The closest parallel, according to Watt, is Europe's Large Hadron Collider, which is estimated to produce approximately 15 petabytes per year. A global computing grid comprising 140 centres in 35 countries was established in 2008 to handle, process and store the data from the scientific experiments run in the LHC. This currently handles peaks at 10 GB of data processed per second.

Phase one of the SKA, to begin construction in 2016, will deliver about a tenth of the array's full capacity by 2019 and require a 100 petaFLOP machine. While a huge amount of data will be processed and disposed of, the project will require petabytes of storage every year.

Methods of processing the data quickly, storing it logically and transferring it quickly between its ultimate home and research institutions continue to be explored by researchers ahead of a full design of the data system due by 2015.

Significant research and development projects have begun between IBM, Cisco and Direct Data Networks to develop methods of implementing a hierarchical file system that will store the data appropriately for researchers to access in minute detail.

The companies had previously signed memoranda of understanding with the global SKA Organisation to contribute to research and development on the project.

"We believe that the storage companies like DDN and IBM, the heirarchical storage systems they're working on are probably adequate in terms of data volume for the SKA," said Peter Quinn, director of the International Centre for Radio Astronomy Research.

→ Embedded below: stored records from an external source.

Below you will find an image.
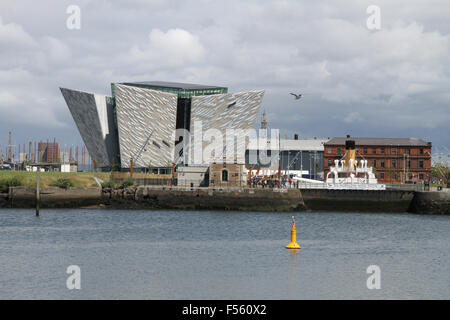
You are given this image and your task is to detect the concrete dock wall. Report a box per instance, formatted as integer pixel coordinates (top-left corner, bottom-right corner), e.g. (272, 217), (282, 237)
(3, 186), (306, 212)
(300, 189), (415, 212)
(7, 187), (102, 208)
(409, 191), (450, 215)
(104, 187), (306, 212)
(2, 186), (449, 214)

"I think where the challenges are going to lie is in data management - how you stage the data in the right way to process it, how you pre-condition the data, how you store the data."

Researchers at ICRAR have focused on the NASA-funded Heirarchical Data Format 5 (HDF5) as a possible file format for the data.

The format, combined with research involving IBM and DDN, would allow the storage systems to store data based on latency and high or low availability requirements for researchers.

The goal is to "effectively try to enable applications to instruct storage on the best way to put the data in place".

"If you don't [optimise], you can have a very intelligent and structured storage system but the storage system doesn't know anything about what the data is going to be used for," Quinn told iTnews.

Also in tow are research projects with Cisco to optimise networking equipment to better respond to the specific data flow patterns rates expected from the SKA during the first phase of the project.

Automated processing

Concurrently, researchers in New Zealand recently completed a three-month prototype of software that automates classification of star systems and other astronomical objects, a process that previously required manual intervention by scientists.

The three-month prototype saw reference data processed on laptops but would be required to scale up massively to ultimately handle the amount of data from the telescopes.

The software, built on the open source International Virtual Observatory Association Ontology, is expected to provide easier processing and storage of data.

"It has the ability to represent peta-size data sets, it would dramatically reduce the amount of data sets you'd need to have stored," IBM's Watt said.

"You'd still need to have the original peta-size data file because at some point you do need to go back and you might need to read about things inside the original image but we think we can get a massive reduction down to tera-sizes."

Though the prototype was considered a success, there have been few further talks on whether the software will be integrated into the wider Australian/New Zealand project.

"There's no one way that this problem of managing that data is going to be solved, it requires I think multiple approaches to try and address the problem," Watt said.

Quinn said ICRAR would continue to pursue further research and development projects over coming years ahead of finalising the systems ultimately required for the project.